Dear Edward is contemporary fiction. I bought my copy new.
Review:
This alternates between the past and present. In the present, 12-year-old Edward is the sole survivor of a plane crash that kills 183 other passengers, including his mother, father, and older brother. He's sent to live with his aunt (his mother's sister) and her husband, who'd been unsuccessfully trying to have a child of their own. In the past, we get glimpses of the POVs of several passengers of the doomed flight, right up to the moment it crashes.
The book covers several years of Edward's life with his aunt and uncle, as he tries to process what he went through and the grief over the deaths of his family members.
This was one of my book club reads - definitely not something I'd normally have chosen for myself, but not bad. It was, however, a more emotionally manipulative read than I really wanted at the time. Also, this is probably not something those who are afraid of flying or who are about to fly should read. Flying doesn't really bother me, but even I found myself feeling more worried about a flight my sister was about to take than I normally would have been.

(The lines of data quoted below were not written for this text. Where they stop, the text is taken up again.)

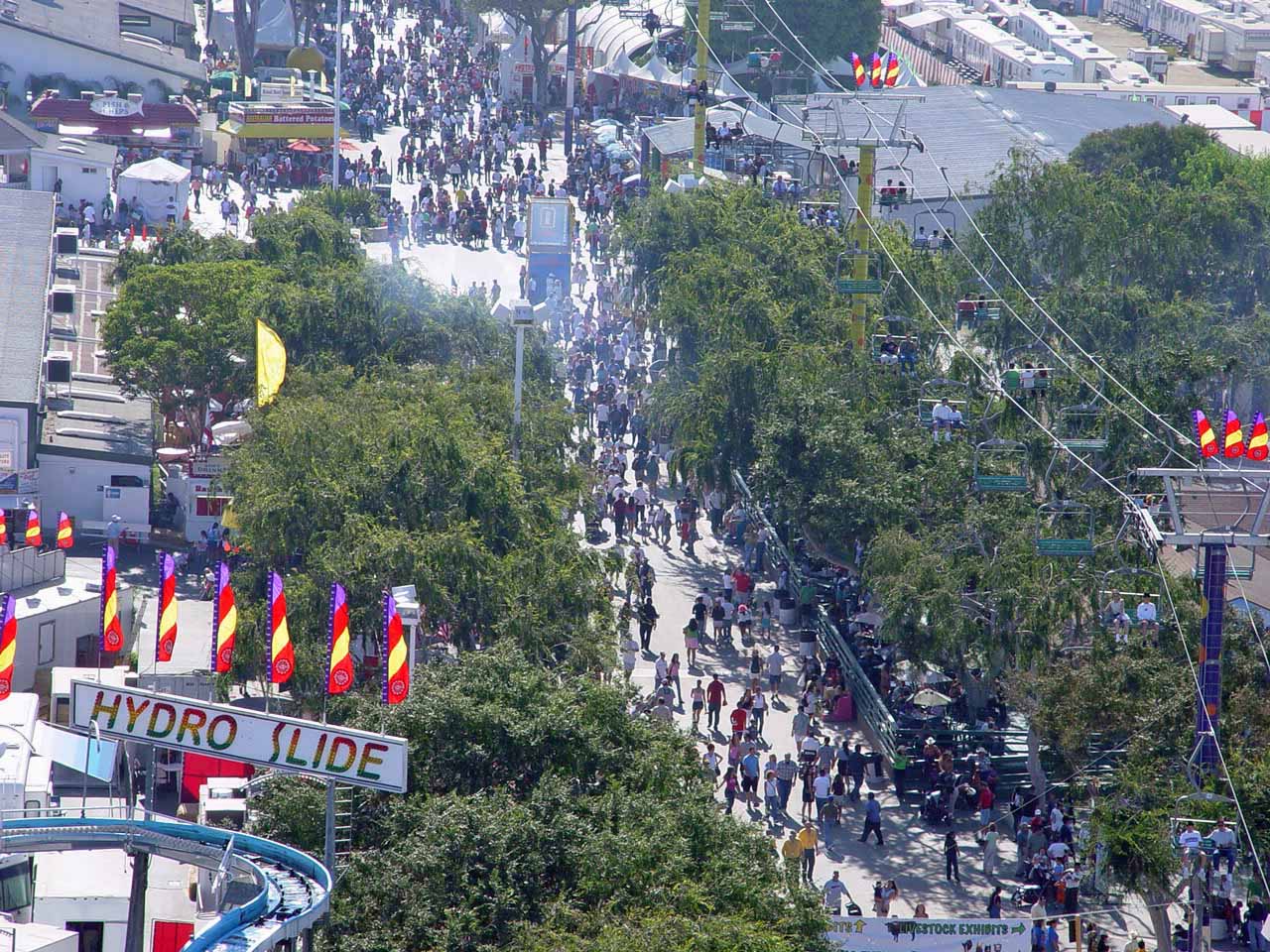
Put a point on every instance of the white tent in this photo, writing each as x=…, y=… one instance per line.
x=153, y=184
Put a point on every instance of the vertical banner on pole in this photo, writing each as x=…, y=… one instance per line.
x=1210, y=654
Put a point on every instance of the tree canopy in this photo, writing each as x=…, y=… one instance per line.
x=541, y=815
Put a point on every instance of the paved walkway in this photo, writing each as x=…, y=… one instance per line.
x=912, y=853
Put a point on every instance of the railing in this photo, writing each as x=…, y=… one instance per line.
x=864, y=694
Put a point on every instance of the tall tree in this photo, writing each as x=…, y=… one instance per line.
x=246, y=21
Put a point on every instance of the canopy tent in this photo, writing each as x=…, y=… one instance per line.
x=151, y=184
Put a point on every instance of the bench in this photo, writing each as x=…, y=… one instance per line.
x=131, y=534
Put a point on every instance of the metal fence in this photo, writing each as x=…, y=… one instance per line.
x=869, y=703
x=26, y=567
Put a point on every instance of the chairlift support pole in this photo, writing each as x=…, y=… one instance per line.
x=833, y=134
x=1210, y=509
x=701, y=79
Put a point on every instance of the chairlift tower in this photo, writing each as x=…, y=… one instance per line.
x=830, y=121
x=1214, y=508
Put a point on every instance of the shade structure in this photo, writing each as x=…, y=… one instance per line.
x=931, y=698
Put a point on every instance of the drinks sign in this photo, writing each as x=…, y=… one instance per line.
x=327, y=752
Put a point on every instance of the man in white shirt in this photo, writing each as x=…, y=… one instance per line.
x=834, y=890
x=943, y=420
x=1147, y=619
x=775, y=670
x=1223, y=843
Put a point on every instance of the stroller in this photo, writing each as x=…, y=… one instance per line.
x=935, y=809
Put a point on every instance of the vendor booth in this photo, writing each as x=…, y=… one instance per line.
x=150, y=185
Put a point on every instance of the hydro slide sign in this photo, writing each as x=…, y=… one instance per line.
x=869, y=934
x=327, y=752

It took longer than I'd have liked for the "past" portions to finally get to the point when the plane crashed, so I spent more of the book than I should have wondering why the plane went down (which turned out to not really be that important, in the grand scheme of things). I was more willing to follow along with some of the plane's passengers than others. The businessman was kind of gross, and I rolled my eyes a bit at the one woman who'd gone through several past lives (somehow, I was the only one in our book club who caught that she'd been given a new life in Edward's present). I wished that the flight attendant had been more than just that gorgeous woman every guy wanted to have sex with. If I remember right, she was the only one who didn't have a surviving family member who sent Edward a letter.
Personally, I didn't agree with Edward that he should have gotten to see the letters sooner. I can't imagine a 12-year-old grieving boy somehow having to also process the pleas of dozens of grieving strangers in addition to everything else he was going through.
Anyway, our book club discussion was decent, and most folks liked this well enough.